届时,赵衡若有心照拂,保护赵铭赵镌平安长大,也绝不是问题。
如此的细细想来,连沈静都觉得,如果是从这个角度考虑,赵衡确实是最佳的储君人选。
……可是如果作为储君,赵衡却是不可能不娶妃的。
沈静在心里苦笑:圣上若真的做此打算,那么他逼着赵衡娶妃的行为,也就很容易理解了。
他心里思绪万千,可是面上却不能露出半分来,只能笑着宽慰赵衡:“殿下不必太多忧虑……圣上身体康健,立储之事,还有很大的余地。”

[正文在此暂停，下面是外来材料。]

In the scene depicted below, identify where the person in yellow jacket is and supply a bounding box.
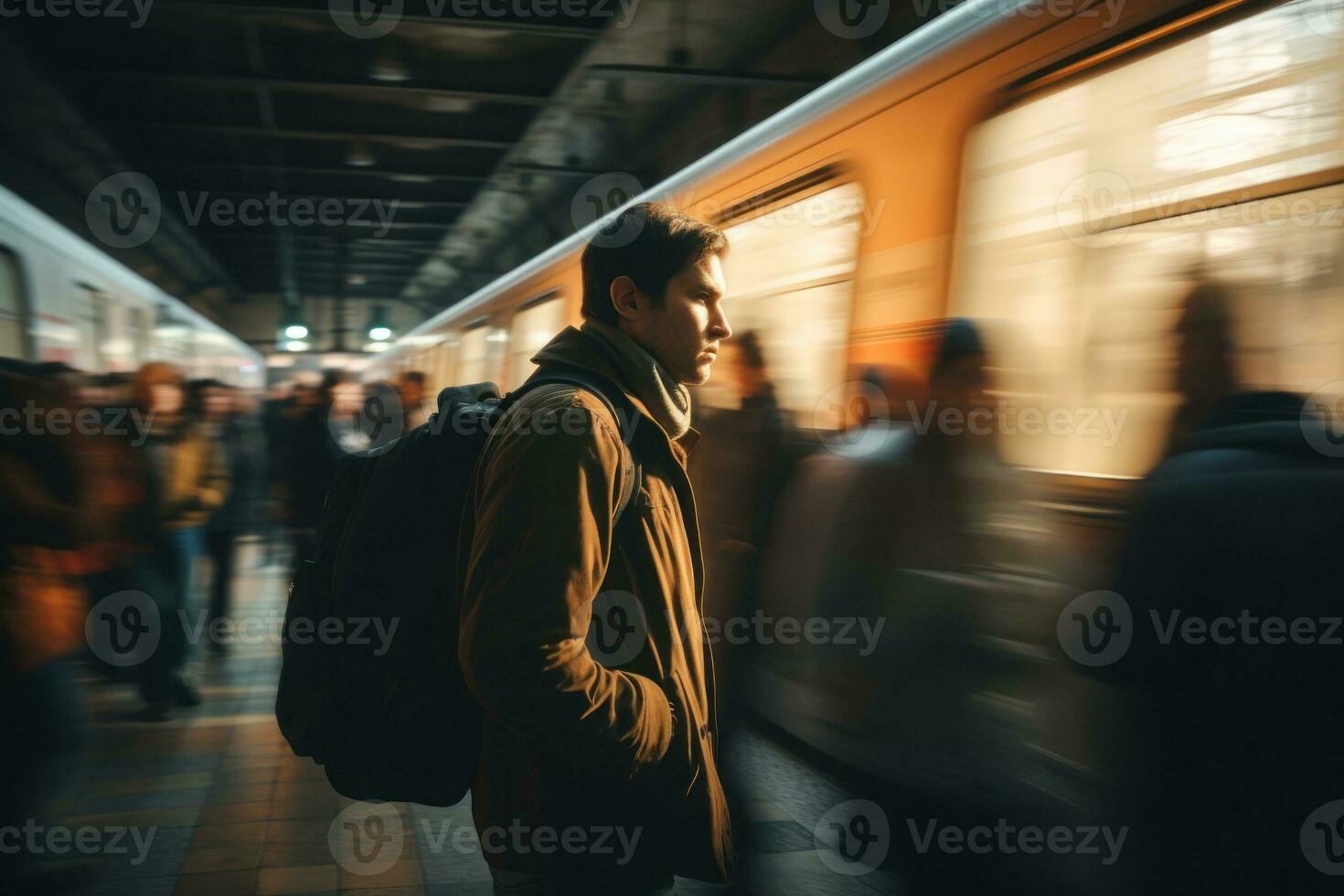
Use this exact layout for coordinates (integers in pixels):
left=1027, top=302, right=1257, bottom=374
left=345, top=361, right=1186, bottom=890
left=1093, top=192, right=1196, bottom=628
left=133, top=361, right=229, bottom=719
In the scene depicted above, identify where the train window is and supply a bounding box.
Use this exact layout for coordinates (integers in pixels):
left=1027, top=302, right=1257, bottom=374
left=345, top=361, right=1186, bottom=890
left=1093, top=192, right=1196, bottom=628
left=454, top=326, right=491, bottom=386
left=952, top=0, right=1344, bottom=475
left=696, top=183, right=863, bottom=426
left=131, top=307, right=155, bottom=364
left=507, top=293, right=564, bottom=389
left=0, top=246, right=27, bottom=357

或许圣上身体一直康健,能等到两位皇子成人,那么这个问题便不存在了。
至少眼下,两位皇子都还年幼,尤其是二皇子才两岁而已,有明德公暗中压着,朝中还没怎么听过催促皇上立储的声音。
赵衡闻言仍是默然。
沈静一时也不知该说什么才好。
两人沉默坐着,许久,赵衡忽然开口问道:“……妙安。”
沈静轻轻应声:“殿下?”
赵衡转头看他一眼:“倘若——倘若有一天,我必须要娶妃——”
他迟疑了下,顿了顿,仍是将后面的话问了出来:“如果真有那一天,你——会如何选择?”
沈静闻言,转过头,愣愣的看着赵衡。
起初他没有明白赵衡的意思,可是对上赵衡带着恳求的眼神,忽然领悟了他话中的意思:倘若有一天,赵衡若娶妻,自己是否还会与他保持像今天这样的关系?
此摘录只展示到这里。